18. Uso, de acordo com qualquer uma das reivindicações 1 a 13, CARACTERIZADO pelo fato de que o pessário compreende: 0,025 mg de estradiol; 270,0 mg de triglicerídeo caprílico/cáprico (MIGLOYL 812); e 30,02 mg de uma mistura de estearato de PEG-6, palmitoestearato de etileno glicol e estearato de PEG-32 (TEFOSE 63).

19. Uso, de acordo com qualquer uma das reivindicações 1 a 13, CARACTERIZADO pelo fato de que o pessário compreende: 0,004 mg de estradiol; 269,99 mg de triglicerídeo caprílico/cáprico (MIGLOYL 812); e 30 mg de uma mistura de estearato de PEG-6, palmitoestearato de etileno glicol e estearato de PEG-32 (TEFOSE 63).
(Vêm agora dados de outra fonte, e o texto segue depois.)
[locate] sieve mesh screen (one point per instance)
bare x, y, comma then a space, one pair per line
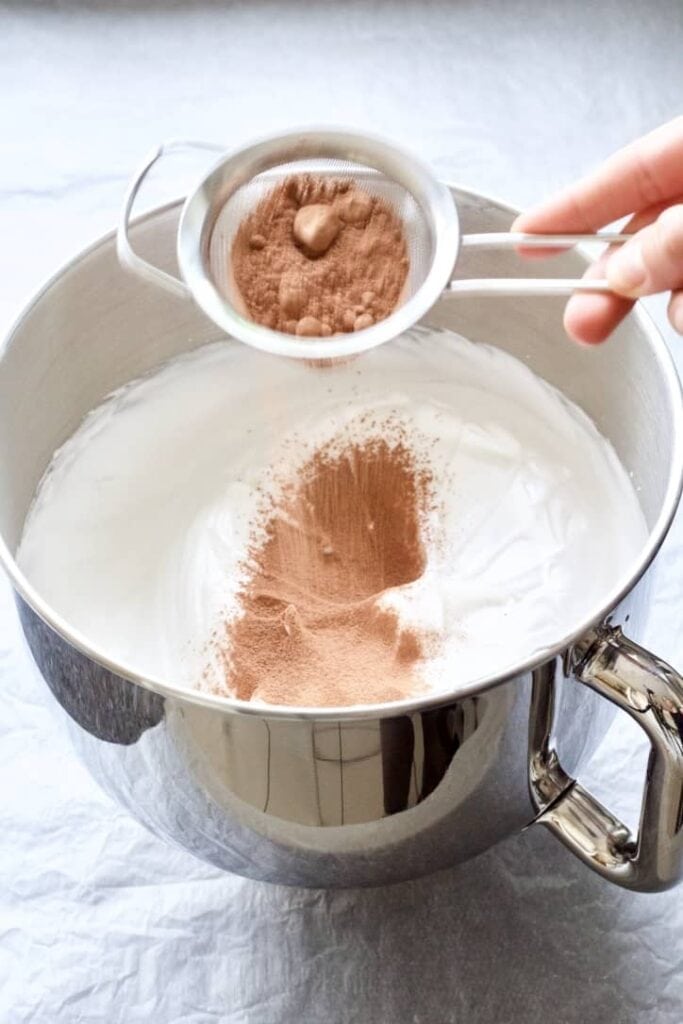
242, 201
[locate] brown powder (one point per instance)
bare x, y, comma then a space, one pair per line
310, 630
319, 256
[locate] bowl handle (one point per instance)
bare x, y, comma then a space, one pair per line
651, 692
127, 255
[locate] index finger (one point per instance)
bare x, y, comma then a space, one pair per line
642, 174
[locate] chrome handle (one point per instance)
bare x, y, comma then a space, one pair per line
127, 255
531, 286
525, 286
651, 692
525, 240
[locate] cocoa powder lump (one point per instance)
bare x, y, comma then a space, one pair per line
319, 256
312, 629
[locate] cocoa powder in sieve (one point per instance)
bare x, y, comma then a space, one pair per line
319, 256
311, 630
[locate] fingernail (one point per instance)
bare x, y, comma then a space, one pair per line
676, 316
626, 269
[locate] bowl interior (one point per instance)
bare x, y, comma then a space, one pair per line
95, 327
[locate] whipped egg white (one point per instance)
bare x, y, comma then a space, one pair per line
139, 528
20. Pessário CARACTERIZADO pelo fato de que compreende: (a) estradiol e/ou hemi-hidrato de estradiol, em que a concentração total de estradiol e hemi-hidrato de estradiol no pessário é equivalente a uma concentração de estradiol na faixa de 1 a 25 μg, em que 1 μg de estradiol é considerado ser equivalente a 1,03 μg de hemi-hidrato de estradiol; e (b) um agente solubilizante compreendendo um óleo de cadeia média.